Jika Anda kesulitan untuk merasa lebih baik setelah putus cinta, Dhriti menyarankan, “Carilah bantuan profesional. Jika keadaan menjadi di luar kendali, atau jika Anda merasa terjebak di suatu tempat yang tidak dapat Anda atasi sendiri, tidak ada salahnya meminta bantuan.” Dan jika sewaktu-waktu Anda membutuhkan bantuan profesional untuk menstabilkan kesehatan mental Anda, konselor yang terampil dan berpengalaman di panel Bonobology siap membantu Anda.

Petunjuk Penting

  • Putus cinta itu sulit karena kita tidak hanya kehilangan seseorang, tapi juga kehilangan sebagian dari diri kita. Perasaan takut sendirian, hilangnya hormon bahagia, dan ketidakpastian masa depan bisa membuat proses move on menjadi lebih sulit.
  • Beberapa orang lebih sulit menerima putus cinta dibandingkan yang lain karena faktor-faktor seperti gaya keterikatan, kedalaman dan durasi hubungan, harga diri, dan masalah harga diri.
  • Kunci untuk mengatasi perasaan tidak nyaman ini adalah dengan menghindari perilaku destruktif seperti minum berlebihan, menguntit mantan di media sosial, atau memohon agar dia mau menerima Anda kembali.
  • Terlibat dalam mekanisme penanganan yang sehat seperti menghabiskan waktu dengan orang yang dicintai, mempraktikkan perawatan diri, dan memperlakukan diri sendiri dengan kebaikan dan kasih sayang.

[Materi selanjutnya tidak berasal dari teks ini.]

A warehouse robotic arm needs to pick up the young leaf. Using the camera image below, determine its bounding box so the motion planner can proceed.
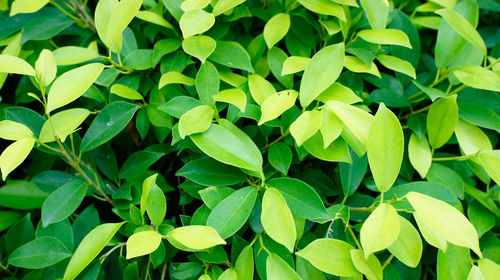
[47,63,104,113]
[427,95,458,149]
[360,203,400,257]
[127,230,162,259]
[296,238,360,277]
[366,103,404,192]
[167,226,226,251]
[299,43,344,108]
[406,192,482,256]
[260,188,297,252]
[0,138,35,181]
[264,13,290,48]
[63,223,123,280]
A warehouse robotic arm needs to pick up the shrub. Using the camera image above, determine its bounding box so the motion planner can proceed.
[0,0,500,280]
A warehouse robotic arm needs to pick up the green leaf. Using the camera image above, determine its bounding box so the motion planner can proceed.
[190,120,262,171]
[0,138,35,181]
[406,192,482,256]
[453,65,500,91]
[296,238,360,277]
[300,43,344,108]
[360,203,400,257]
[263,13,290,48]
[145,184,167,226]
[267,142,293,175]
[366,103,404,192]
[212,88,247,113]
[267,177,331,220]
[260,188,297,252]
[290,110,323,146]
[47,63,104,113]
[208,41,254,73]
[266,254,302,280]
[408,133,432,178]
[167,225,226,251]
[376,54,417,79]
[127,230,162,259]
[358,29,412,49]
[38,108,90,143]
[207,187,257,239]
[351,249,384,280]
[0,54,36,76]
[388,216,422,267]
[9,236,71,269]
[94,0,142,49]
[42,180,87,227]
[80,101,140,152]
[258,90,298,125]
[427,95,458,149]
[327,101,373,145]
[182,35,217,63]
[436,8,487,55]
[63,223,123,280]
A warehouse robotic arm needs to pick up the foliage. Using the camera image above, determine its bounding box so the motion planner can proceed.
[0,0,500,280]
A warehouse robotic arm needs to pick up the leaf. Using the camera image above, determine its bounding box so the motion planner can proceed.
[478,150,500,184]
[327,101,373,145]
[263,13,290,48]
[94,0,142,49]
[39,108,90,143]
[453,65,500,91]
[248,74,276,106]
[427,95,458,149]
[267,177,331,220]
[212,88,247,113]
[42,180,87,227]
[388,216,422,267]
[127,230,162,260]
[9,236,71,269]
[190,121,262,171]
[377,54,417,79]
[258,90,298,125]
[63,223,123,280]
[360,203,400,257]
[207,187,257,239]
[167,225,226,251]
[408,133,432,178]
[366,103,404,192]
[47,63,104,113]
[0,54,36,76]
[0,120,33,141]
[110,84,144,100]
[266,254,301,280]
[267,142,293,175]
[406,192,482,256]
[299,43,344,108]
[260,188,297,252]
[0,138,35,181]
[358,29,412,49]
[436,8,486,55]
[351,249,383,280]
[290,110,323,146]
[295,238,360,277]
[80,101,140,152]
[182,35,217,63]
[145,184,167,226]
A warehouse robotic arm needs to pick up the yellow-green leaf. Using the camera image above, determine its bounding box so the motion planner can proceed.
[366,103,404,192]
[260,188,297,252]
[47,63,104,113]
[0,137,35,181]
[127,230,162,259]
[406,192,482,256]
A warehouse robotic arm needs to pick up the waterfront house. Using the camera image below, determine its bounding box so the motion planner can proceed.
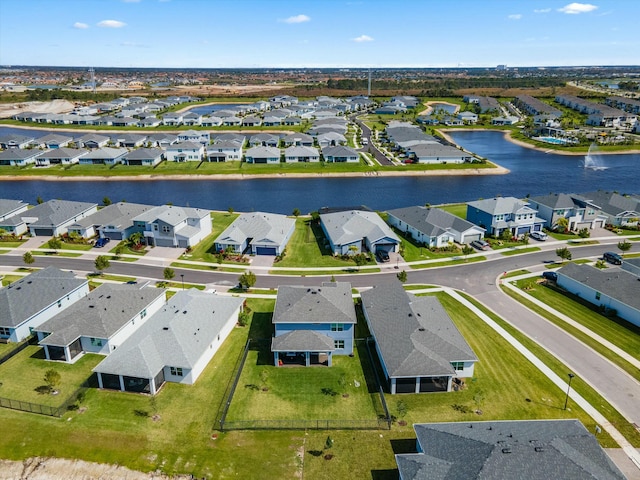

Meskipun beberapa hari terasa lebih sulit daripada hari-hari lainnya setelah putus cinta, ada banyak cara untuk melanjutkan hidup dan menjalani kehidupan yang sehat dan bahagia. Konselor hubungan Bonobology setuju bahwa pemulihan Anda setelah putus cinta mungkin sulit, tetapi bukan tidak mungkin. Tidak peduli seberapa penuh rintangan perjalanan itu, kami percaya pada kemampuan Anda untuk bertahan dan kami yakin Anda akan berhasil melewatinya.

Pertanyaan Umum Demo Slot

1. Jenis kelamin mana yang lebih menyakitkan setelah putus cinta?

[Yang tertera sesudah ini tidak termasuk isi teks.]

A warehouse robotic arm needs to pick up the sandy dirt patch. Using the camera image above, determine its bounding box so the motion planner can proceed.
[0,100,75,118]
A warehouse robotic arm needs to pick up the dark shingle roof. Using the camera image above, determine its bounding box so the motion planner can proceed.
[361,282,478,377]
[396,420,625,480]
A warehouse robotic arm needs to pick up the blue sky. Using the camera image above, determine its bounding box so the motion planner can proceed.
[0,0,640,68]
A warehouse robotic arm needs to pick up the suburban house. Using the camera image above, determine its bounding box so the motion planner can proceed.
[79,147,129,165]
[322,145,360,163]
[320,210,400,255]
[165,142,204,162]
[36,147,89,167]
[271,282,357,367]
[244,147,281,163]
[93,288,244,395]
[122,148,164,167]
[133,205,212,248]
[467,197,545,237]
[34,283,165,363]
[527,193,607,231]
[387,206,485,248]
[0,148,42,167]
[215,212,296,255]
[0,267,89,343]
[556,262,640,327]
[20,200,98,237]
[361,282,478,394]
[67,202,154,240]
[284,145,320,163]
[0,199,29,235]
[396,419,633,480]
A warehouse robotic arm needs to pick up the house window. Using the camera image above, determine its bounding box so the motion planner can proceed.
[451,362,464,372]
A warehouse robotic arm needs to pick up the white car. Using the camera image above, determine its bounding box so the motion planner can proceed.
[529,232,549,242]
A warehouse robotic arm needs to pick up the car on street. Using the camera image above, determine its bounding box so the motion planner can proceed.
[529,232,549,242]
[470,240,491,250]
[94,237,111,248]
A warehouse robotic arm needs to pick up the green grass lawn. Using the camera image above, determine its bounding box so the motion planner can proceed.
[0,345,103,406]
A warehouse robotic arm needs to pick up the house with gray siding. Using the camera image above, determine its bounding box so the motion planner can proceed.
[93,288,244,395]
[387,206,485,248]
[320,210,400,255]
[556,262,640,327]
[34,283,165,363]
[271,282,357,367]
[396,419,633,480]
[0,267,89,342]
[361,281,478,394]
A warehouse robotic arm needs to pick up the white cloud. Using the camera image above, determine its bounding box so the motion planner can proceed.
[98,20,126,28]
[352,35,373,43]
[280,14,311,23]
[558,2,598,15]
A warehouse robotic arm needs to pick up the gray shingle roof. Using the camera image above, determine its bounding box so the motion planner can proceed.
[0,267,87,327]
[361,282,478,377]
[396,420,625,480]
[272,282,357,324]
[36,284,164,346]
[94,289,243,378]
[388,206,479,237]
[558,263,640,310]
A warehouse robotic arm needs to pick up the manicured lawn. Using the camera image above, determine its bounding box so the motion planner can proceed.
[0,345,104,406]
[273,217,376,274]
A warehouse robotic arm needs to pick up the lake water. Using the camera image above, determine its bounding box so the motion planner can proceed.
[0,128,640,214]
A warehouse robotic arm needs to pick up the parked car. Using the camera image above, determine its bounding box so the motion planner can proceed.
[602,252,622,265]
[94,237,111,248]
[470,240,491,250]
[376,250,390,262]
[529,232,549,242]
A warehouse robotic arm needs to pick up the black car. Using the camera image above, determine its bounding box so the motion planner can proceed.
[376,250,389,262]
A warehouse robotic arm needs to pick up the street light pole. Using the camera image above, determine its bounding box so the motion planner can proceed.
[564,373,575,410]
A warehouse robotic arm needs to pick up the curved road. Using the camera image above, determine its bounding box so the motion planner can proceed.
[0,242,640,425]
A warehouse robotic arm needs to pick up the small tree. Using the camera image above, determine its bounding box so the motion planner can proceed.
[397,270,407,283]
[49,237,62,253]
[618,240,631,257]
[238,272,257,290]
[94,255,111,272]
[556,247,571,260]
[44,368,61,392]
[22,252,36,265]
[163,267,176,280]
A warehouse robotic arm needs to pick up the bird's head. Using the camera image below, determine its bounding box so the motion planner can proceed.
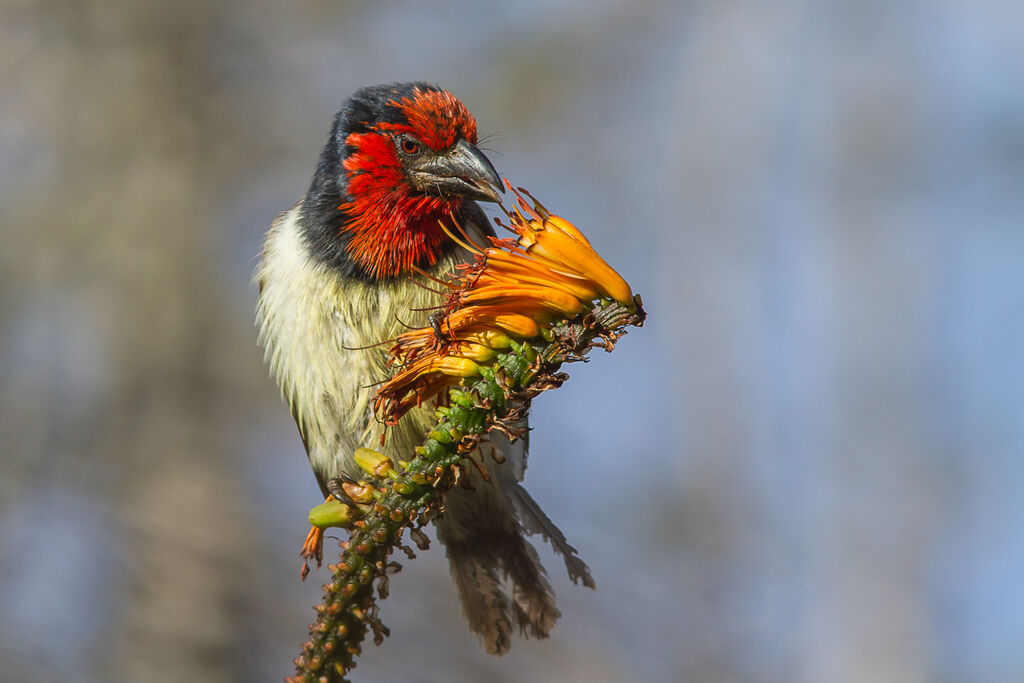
[303,83,501,279]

Putus cinta memang berat bagi semua orang, tetapi perempuan lebih terpengaruh oleh dampaknya. Mereka melaporkan lebih banyak rasa sakit emosional dan berjuang melawan berbagai perasaan negatif. Bukti terkini menunjukkan bahwa mereka merasakan kehilangan yang lebih intens.

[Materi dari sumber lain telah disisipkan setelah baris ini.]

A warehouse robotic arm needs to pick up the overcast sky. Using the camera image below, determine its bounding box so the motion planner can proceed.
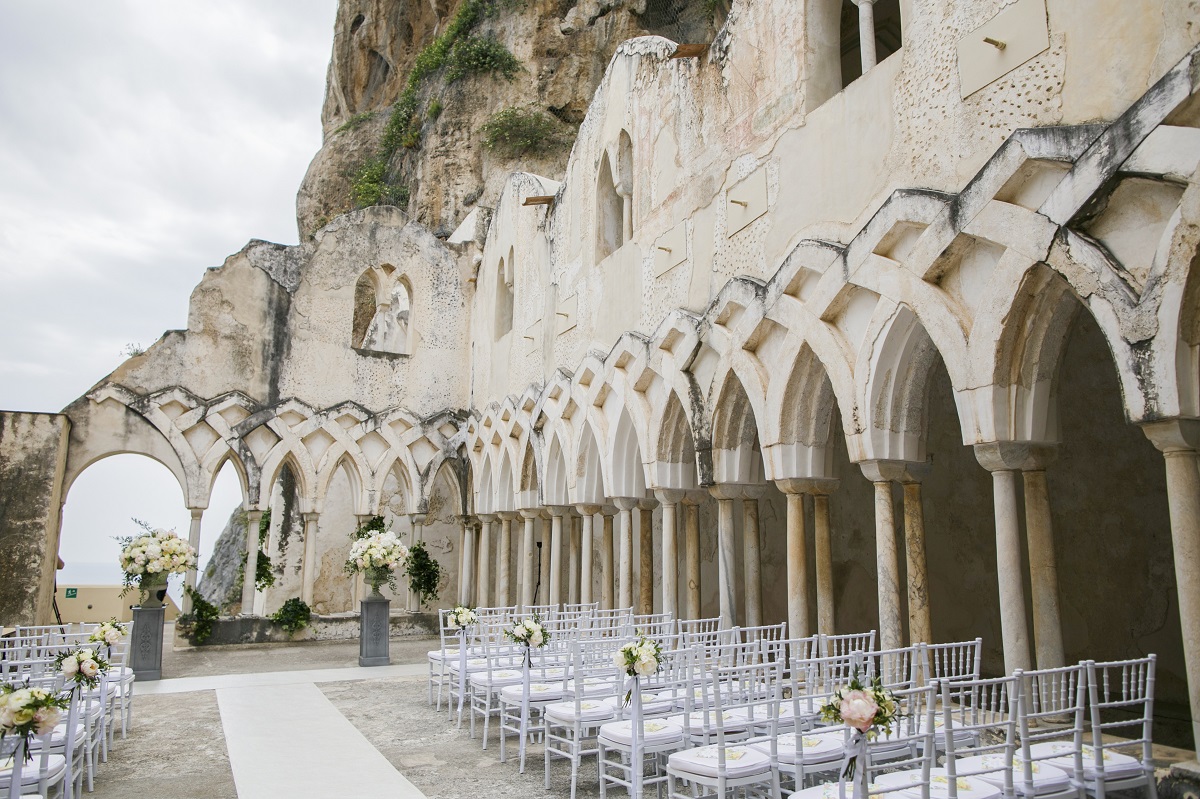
[0,0,337,582]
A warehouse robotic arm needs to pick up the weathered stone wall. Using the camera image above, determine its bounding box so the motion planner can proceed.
[0,411,71,626]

2. Siapa yang lebih cepat move on setelah putus cinta?

Juri agak terpecah di sini. Selama ini, pria diyakini lebih cepat move on dan berkencan dengan orang lain setelah putus cinta. Namun, temuan baru menunjukkan bahwa pria lebih lama merenungkan hubungan masa lalu daripada wanita. Pria butuh waktu untuk bertanya (baca: mengakui), "Mengapa putus cinta begitu menyakitkan?"

3. Jenis kelamin mana yang lebih mungkin putus?

Sebuah studi yang dilakukan pada orang dewasa di AS menemukan bahwa wanita lebih cenderung mengakhiri pernikahan. Namun, baik pria maupun wanita memiliki kemungkinan yang sama untuk mengakhiri hubungan pranikah.

12 Hal yang Tidak Boleh Dilakukan Setelah Putus Cinta

8 Alasan Mengapa Anda Harus Segera Memblokir Mantan Anda dan 4 Alasan Mengapa Anda Tidak Harus Memblokirnya

Bagaimana Mungkin Mantan Saya Bisa Melupakanku Begitu Cepat Seolah Aku Bukan Siapa-siapa?

Kontribusi Anda bukanlah sumbangan amal . Kontribusi ini akan memungkinkan Bonobology untuk terus memberikan informasi baru dan terkini dalam upaya kami membantu siapa pun di dunia untuk mempelajari cara melakukan apa pun.




Menyebarkan cinta
Tags:

Tinggalkan Komentar

Situs ini menggunakan Akismet untuk mengurangi spam. Pelajari cara data komentar Anda diproses.